Ama kurultaydan çıkınca, bu yıldızlar tarafından böyle ihanete uğrayacağım aklıma gelmezdi.
Bülent Beyin hiç değilse Rahşan Hanım’ı vardı.Gerçi, son zamanlarda onlara da pek uğrayan olmazdı. Herkes bilgisayarda chat yaparken onlar daktiloda takılıp kalmışlardı. Ben meseleyi buna bağlardım . Ama hiç değilse onlar iki kişiydiler.

Bense eşimi fazla bulaştırmam dünya işlerine. Beraber gittiğimiz yerlerin sayısı da azdır. En son 9 yıl önce yılbaşı için piyango bileti almaya beraber gitmiştik galiba.

Bu yalnızlığımı unutmak için yarın torunumla spora çıkmam lazım .Ama tek torun, koca yalnızlığa ne yapabilir?

Tayip Beyin şimdi “çoluğa çocuğa en az üç yerinden karışın” demesinin ardındaki gerçeği anlıyorum, belki bir gün, o da benim gibi yalnız kalmaktan korkuyor. Belki bir gün, o da torunlarının onu gökyüzündeki yıldızlar gibi yalnız kalmasından korkuyor.

Sinirli olabilir, ama çok sosyal bir insan. Cuma namazlarında, Katar Gezilerinde, İftar sofralarında, Haç Ziyaretlerinde yüzlerce kişiyle beraber. İyi ya da kötü inandıkları bir şeyler var. Tabi bazen onlar da unutuyor nelere inandıklarını. Bush’tu, dolardı derken, yine de yeri geliyor cemaat duyguları, birlik duyguları ağır basıyor.

Benimse birlik duygum bugün kurultayda basacaktı. Ama ayakkabısı sıktığı için topuğuna basan birkaç kişiyle sınırlı kaldı!

“Kaderim bu, böyle yazılmış yazım
Hiç kimsenin aşkında yoktur gözüm
Bir yalnızlık şarkısı çalar sazım
Ben yalnızım, ben yalnızım
Yalnızım”

Emine Hanım, politikada aktif. Ahsen Hanım, eşinin yanında.
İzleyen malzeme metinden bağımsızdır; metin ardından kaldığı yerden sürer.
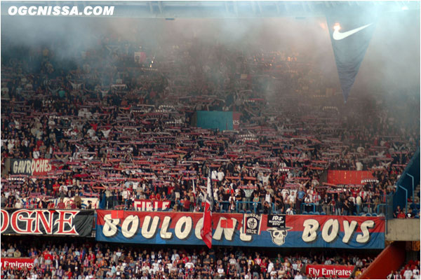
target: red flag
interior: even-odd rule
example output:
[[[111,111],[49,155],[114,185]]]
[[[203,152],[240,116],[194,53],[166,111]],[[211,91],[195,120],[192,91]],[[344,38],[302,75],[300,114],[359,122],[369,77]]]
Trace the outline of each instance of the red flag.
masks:
[[[208,175],[208,186],[206,188],[206,201],[203,211],[203,225],[200,231],[200,236],[209,248],[212,247],[212,207],[213,206],[213,192],[212,191],[212,181],[210,170]]]
[[[124,212],[120,210],[113,210],[111,211],[111,218],[123,218]]]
Hayrünissa Hanım, ısrarla first lady olarak “first my husband” diyor.
Bizim kadın kolları da mutlaka buralarda bir yerdedir. Belki bu karanlık gecede ben göremiyorum. Bilgehan Toker’i o kadar aşağılardan aday gösterdim, listelerde kadınlarımıza o kadar haksızlık yaptım ki.
Cumhuriyet’in temeli olan kadınlar beni yalnız mı bıraktı acaba? ( C gitti)
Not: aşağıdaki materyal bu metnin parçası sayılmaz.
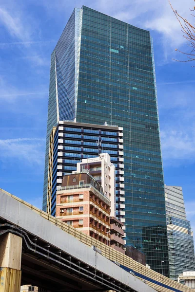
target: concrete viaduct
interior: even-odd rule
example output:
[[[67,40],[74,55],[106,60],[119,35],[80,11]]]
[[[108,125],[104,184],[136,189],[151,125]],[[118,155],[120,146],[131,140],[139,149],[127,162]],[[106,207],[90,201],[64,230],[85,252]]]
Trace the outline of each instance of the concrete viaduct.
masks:
[[[1,189],[0,267],[0,292],[156,291]]]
En kalabalık 1 Mayıs’larda bile fikir ayrılıklarıyla bölünmüş kanatlar, üniversite sıralarında aynı davaya inandığı halde ayrı fraksiyonda çatışan çocuklar, demokrat sollar ve sosyal demokratlar arasında geçirdim hayatımı. Anladım ki, fazla düşünmek de iyi değilmiş. Marx şöyle mi, böyle mi derken yalnız kalıyor insan. Oysa “Allah Birdir” deyince herkes aynı safta! CHP’nin halk kanadı da karanlıkta kaldı bu gece. (H gitti)

Ama P var! Çok şükür! Parti deyince, maşallahı var. Beni seçip seçip duruyor.
Ama bu yalnızlığa bir çare bulmak gerek önce.
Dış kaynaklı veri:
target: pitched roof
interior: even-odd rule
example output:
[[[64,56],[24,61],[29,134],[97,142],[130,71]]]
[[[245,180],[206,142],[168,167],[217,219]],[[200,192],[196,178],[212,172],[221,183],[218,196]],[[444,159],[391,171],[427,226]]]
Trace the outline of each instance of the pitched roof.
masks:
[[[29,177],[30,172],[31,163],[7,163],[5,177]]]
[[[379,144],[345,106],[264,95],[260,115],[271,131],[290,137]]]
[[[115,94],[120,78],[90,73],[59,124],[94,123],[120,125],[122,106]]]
Adalet ve Kalkınma Partisi’ni ziyaret etsem, bana çevremdeki yalnızlığımı yenip, tekrar kitle olmayı öğretirler mi acaba?
Acaba Tayip Erdoğan’dan hala öğreneceğim çok şey mi var?

Nerede bu yıldızlar yahu? Çıldıracağım!
(Belki de yalnızlık diye tutturdum, ama gök yoktur. Bu yüzden görülmüyordur yıldızlar!)